Parskatt / RoMa

[CVPR 2024] RoMa: Robust Dense Feature Matching; RoMa is the robust dense feature matcher capable of estimating pixel-dense warps and reliable certainties for almost any image pair.
https://parskatt.github.io/RoMa/
MIT License
556 stars 43 forks source link

small model backbone #28

Open gc625-kodifly opened 5 months ago

gc625-kodifly commented 5 months ago

Hi, I've modified the code to load a DinoV2 small model, but i realized that the embed_dim of the vit_small model

def vit_small(patch_size=16, **kwargs):
    model = DinoVisionTransformer(
        patch_size=patch_size,
        embed_dim=384,
        depth=12,
        num_heads=6,
        mlp_ratio=4,
        block_fn=partial(Block, attn_class=MemEffAttention),
        **kwargs,
    )
    return model

is 384, which is causing dimension mismatch problem with the RoMa ckpt provided. which assumes that the embed_dim is 1024. e.g.

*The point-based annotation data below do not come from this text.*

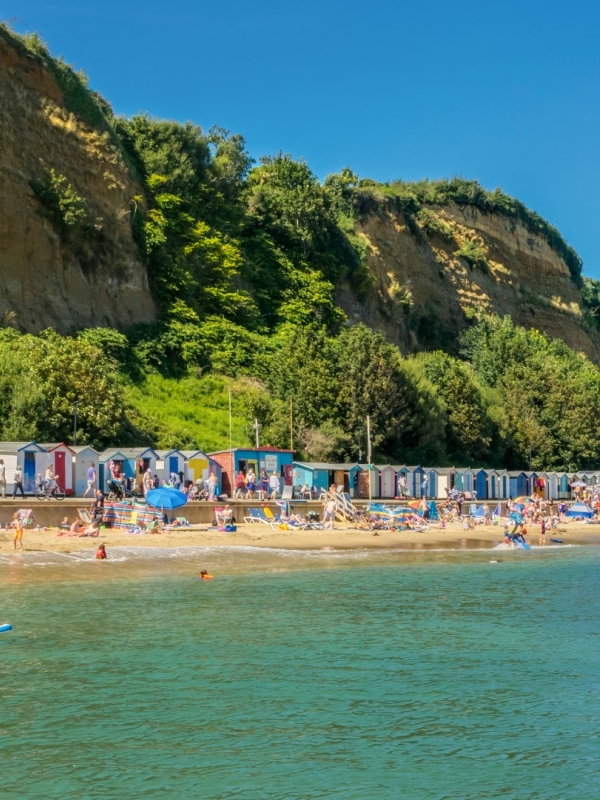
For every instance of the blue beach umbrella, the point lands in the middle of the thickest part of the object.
(166, 498)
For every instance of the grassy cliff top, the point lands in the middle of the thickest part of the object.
(410, 196)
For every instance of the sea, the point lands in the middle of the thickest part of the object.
(433, 674)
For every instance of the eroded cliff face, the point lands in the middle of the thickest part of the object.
(44, 278)
(425, 291)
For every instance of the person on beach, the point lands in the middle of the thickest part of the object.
(18, 483)
(212, 484)
(18, 526)
(250, 484)
(329, 514)
(562, 510)
(97, 509)
(91, 479)
(274, 485)
(240, 483)
(147, 481)
(402, 493)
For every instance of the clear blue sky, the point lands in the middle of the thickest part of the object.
(506, 93)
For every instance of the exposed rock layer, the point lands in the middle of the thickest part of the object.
(520, 275)
(42, 278)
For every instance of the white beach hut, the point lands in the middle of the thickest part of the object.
(26, 455)
(387, 481)
(60, 455)
(169, 462)
(84, 456)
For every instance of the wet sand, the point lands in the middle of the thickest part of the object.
(341, 537)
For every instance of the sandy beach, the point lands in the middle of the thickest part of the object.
(340, 537)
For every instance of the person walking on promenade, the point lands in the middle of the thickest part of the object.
(18, 526)
(18, 483)
(402, 486)
(274, 485)
(91, 479)
(212, 486)
(240, 484)
(147, 481)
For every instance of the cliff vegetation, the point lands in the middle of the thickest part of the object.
(455, 317)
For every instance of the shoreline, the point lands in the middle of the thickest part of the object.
(257, 536)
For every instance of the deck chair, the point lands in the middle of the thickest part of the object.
(84, 516)
(257, 515)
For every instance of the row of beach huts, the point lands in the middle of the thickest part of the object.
(365, 481)
(71, 464)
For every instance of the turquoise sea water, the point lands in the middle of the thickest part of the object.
(428, 675)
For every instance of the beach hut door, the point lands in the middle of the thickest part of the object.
(29, 471)
(59, 468)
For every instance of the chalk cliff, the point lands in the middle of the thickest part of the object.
(432, 271)
(50, 276)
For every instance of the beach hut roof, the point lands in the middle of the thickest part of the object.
(165, 453)
(131, 452)
(264, 448)
(54, 445)
(324, 465)
(14, 447)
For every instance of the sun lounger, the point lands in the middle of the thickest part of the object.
(257, 515)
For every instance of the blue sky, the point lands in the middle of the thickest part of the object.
(506, 93)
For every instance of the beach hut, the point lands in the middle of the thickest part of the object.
(480, 479)
(241, 459)
(366, 482)
(493, 485)
(387, 481)
(83, 458)
(445, 482)
(133, 462)
(432, 481)
(403, 471)
(467, 479)
(518, 484)
(551, 479)
(503, 484)
(321, 475)
(171, 462)
(417, 474)
(564, 489)
(26, 455)
(60, 456)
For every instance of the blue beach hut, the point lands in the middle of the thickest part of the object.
(518, 484)
(481, 484)
(29, 456)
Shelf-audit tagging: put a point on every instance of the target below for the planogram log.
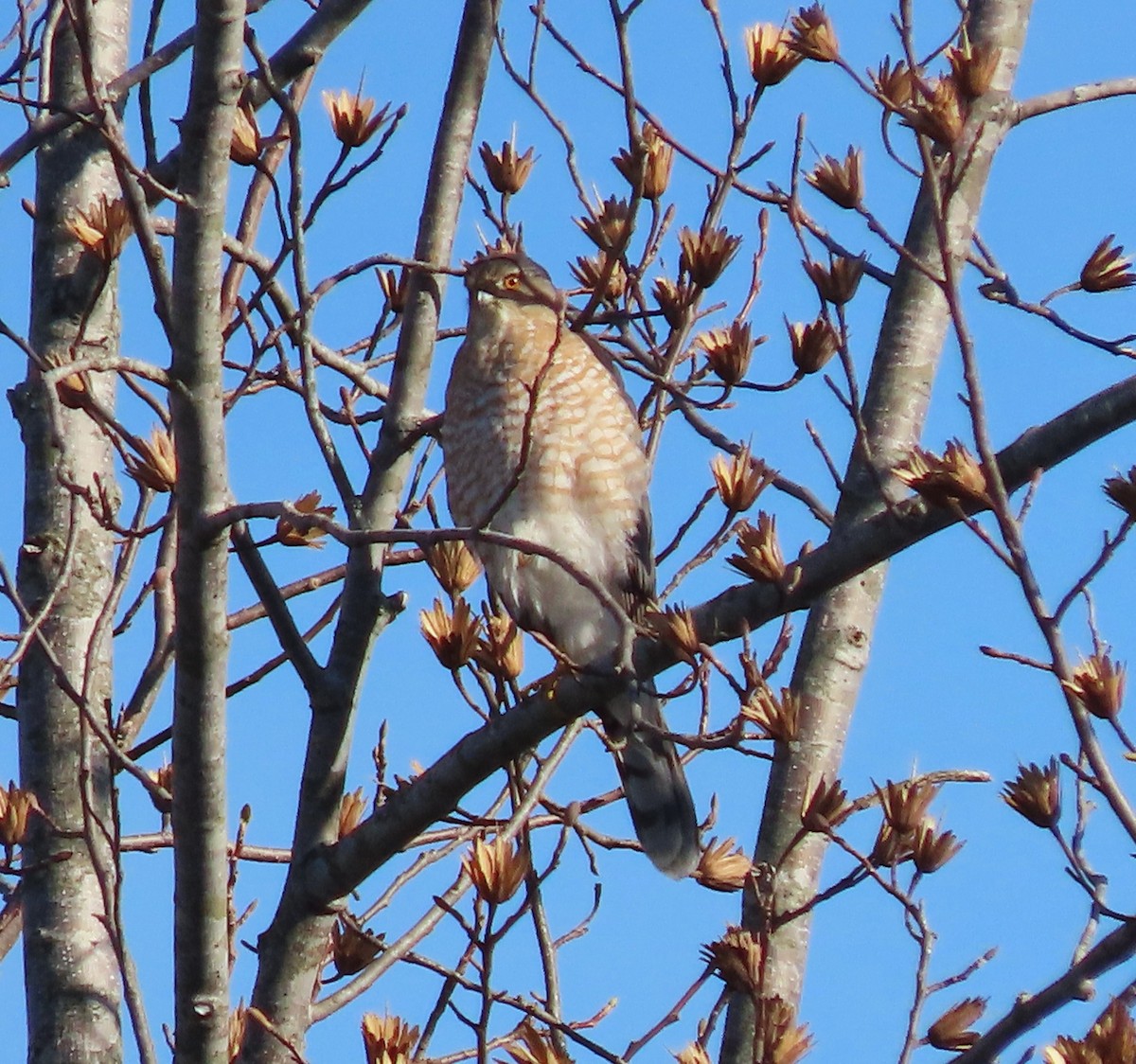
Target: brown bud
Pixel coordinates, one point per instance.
(811, 345)
(453, 638)
(675, 299)
(779, 1039)
(352, 949)
(772, 59)
(1122, 490)
(737, 960)
(955, 477)
(351, 807)
(951, 1030)
(503, 650)
(761, 557)
(812, 34)
(590, 271)
(739, 478)
(453, 564)
(156, 467)
(705, 254)
(839, 280)
(895, 83)
(937, 112)
(291, 536)
(351, 117)
(648, 168)
(728, 350)
(906, 803)
(842, 181)
(16, 806)
(609, 225)
(931, 848)
(777, 718)
(722, 866)
(506, 169)
(102, 228)
(387, 1039)
(972, 66)
(675, 627)
(1107, 268)
(395, 289)
(826, 807)
(497, 869)
(1099, 683)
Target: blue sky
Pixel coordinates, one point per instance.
(930, 700)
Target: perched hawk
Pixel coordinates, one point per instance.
(541, 443)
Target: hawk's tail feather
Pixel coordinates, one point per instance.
(658, 796)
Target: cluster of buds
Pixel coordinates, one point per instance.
(351, 948)
(739, 478)
(453, 564)
(972, 66)
(156, 465)
(674, 626)
(1099, 683)
(728, 351)
(529, 1046)
(102, 228)
(352, 117)
(838, 282)
(777, 718)
(675, 299)
(812, 35)
(609, 225)
(387, 1039)
(452, 636)
(16, 806)
(247, 144)
(895, 83)
(503, 649)
(497, 869)
(760, 558)
(1111, 1039)
(779, 1038)
(704, 255)
(771, 52)
(648, 166)
(937, 112)
(1035, 794)
(722, 866)
(1108, 268)
(825, 807)
(812, 345)
(955, 477)
(395, 288)
(506, 169)
(951, 1031)
(840, 180)
(737, 960)
(594, 272)
(1122, 490)
(291, 536)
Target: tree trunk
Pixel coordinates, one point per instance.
(71, 968)
(838, 636)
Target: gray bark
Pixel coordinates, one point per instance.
(71, 970)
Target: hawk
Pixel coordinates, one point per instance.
(541, 443)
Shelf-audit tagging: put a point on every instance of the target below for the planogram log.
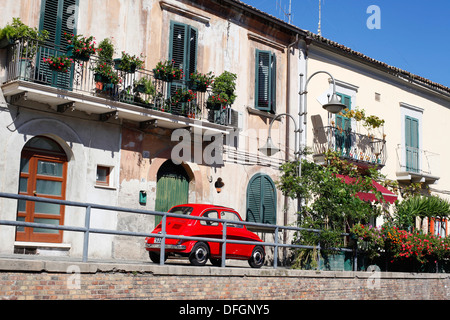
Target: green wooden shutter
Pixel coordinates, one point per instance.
(343, 137)
(172, 187)
(57, 17)
(261, 200)
(412, 144)
(269, 200)
(254, 199)
(265, 74)
(183, 47)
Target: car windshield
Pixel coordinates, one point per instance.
(182, 210)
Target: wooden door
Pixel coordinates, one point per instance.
(43, 172)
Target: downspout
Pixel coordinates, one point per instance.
(288, 91)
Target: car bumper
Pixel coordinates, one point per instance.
(167, 246)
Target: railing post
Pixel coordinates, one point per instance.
(275, 253)
(162, 252)
(87, 223)
(224, 244)
(318, 255)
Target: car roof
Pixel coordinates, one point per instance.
(200, 207)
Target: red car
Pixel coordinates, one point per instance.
(199, 252)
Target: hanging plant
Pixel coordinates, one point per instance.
(200, 81)
(166, 71)
(80, 48)
(60, 64)
(129, 63)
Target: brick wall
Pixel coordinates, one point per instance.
(55, 280)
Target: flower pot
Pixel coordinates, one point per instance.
(197, 86)
(24, 71)
(5, 42)
(77, 55)
(117, 66)
(213, 106)
(140, 88)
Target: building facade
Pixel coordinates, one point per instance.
(76, 137)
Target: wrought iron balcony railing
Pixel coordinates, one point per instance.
(417, 162)
(25, 62)
(362, 149)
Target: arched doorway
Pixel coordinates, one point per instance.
(172, 187)
(43, 173)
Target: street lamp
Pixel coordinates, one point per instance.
(269, 149)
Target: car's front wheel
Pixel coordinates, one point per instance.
(155, 257)
(257, 258)
(199, 254)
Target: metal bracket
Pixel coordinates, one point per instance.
(16, 97)
(65, 106)
(105, 116)
(149, 124)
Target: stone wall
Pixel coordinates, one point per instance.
(37, 279)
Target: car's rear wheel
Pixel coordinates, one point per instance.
(257, 258)
(199, 254)
(155, 257)
(216, 262)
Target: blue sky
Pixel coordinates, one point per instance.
(414, 35)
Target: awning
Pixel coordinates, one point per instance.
(388, 195)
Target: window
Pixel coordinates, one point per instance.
(265, 82)
(210, 214)
(183, 47)
(412, 144)
(57, 17)
(227, 215)
(437, 226)
(103, 174)
(344, 126)
(261, 200)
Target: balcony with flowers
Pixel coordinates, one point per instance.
(83, 76)
(354, 136)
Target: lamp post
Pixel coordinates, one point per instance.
(334, 106)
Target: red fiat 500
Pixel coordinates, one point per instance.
(199, 252)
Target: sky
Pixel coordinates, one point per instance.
(413, 35)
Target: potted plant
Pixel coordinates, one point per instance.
(144, 85)
(183, 95)
(166, 71)
(104, 73)
(129, 63)
(59, 64)
(80, 47)
(199, 81)
(223, 91)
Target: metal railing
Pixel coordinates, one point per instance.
(87, 229)
(418, 161)
(350, 145)
(25, 61)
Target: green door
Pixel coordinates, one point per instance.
(343, 134)
(412, 144)
(172, 187)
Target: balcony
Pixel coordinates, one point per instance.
(417, 165)
(28, 76)
(363, 150)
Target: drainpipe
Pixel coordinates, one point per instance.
(288, 87)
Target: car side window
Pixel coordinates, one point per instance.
(227, 215)
(210, 214)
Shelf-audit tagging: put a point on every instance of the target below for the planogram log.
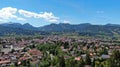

 proj16 = nn.Sequential(nn.Conv2d(1024, 512, 1, 1), nn.BatchNorm2d(512))

can you provide the weights for RoMa-s? As the model takes ~6GB vram even after applying the change from kde to approx_kde in #23, so being able to use a small model would help a lot

Parskatt commented 5 months ago

Sorry don't have it. I'll try training one (also with vit base).

gc625-kodifly commented 5 months ago

please do :) that would be really helpful. Looking forward to the results!

Dawars commented 5 months ago

@Parskatt Could you also train one using FeatUp? Would it be possible to get higher resolution outputs?

https://github.com/mhamilton723/FeatUp

Parskatt commented 5 months ago

@Dawars I'm not convinced that FeatUp is useful. Would be glad to be proven wrong, but not something I'll spend time on currently.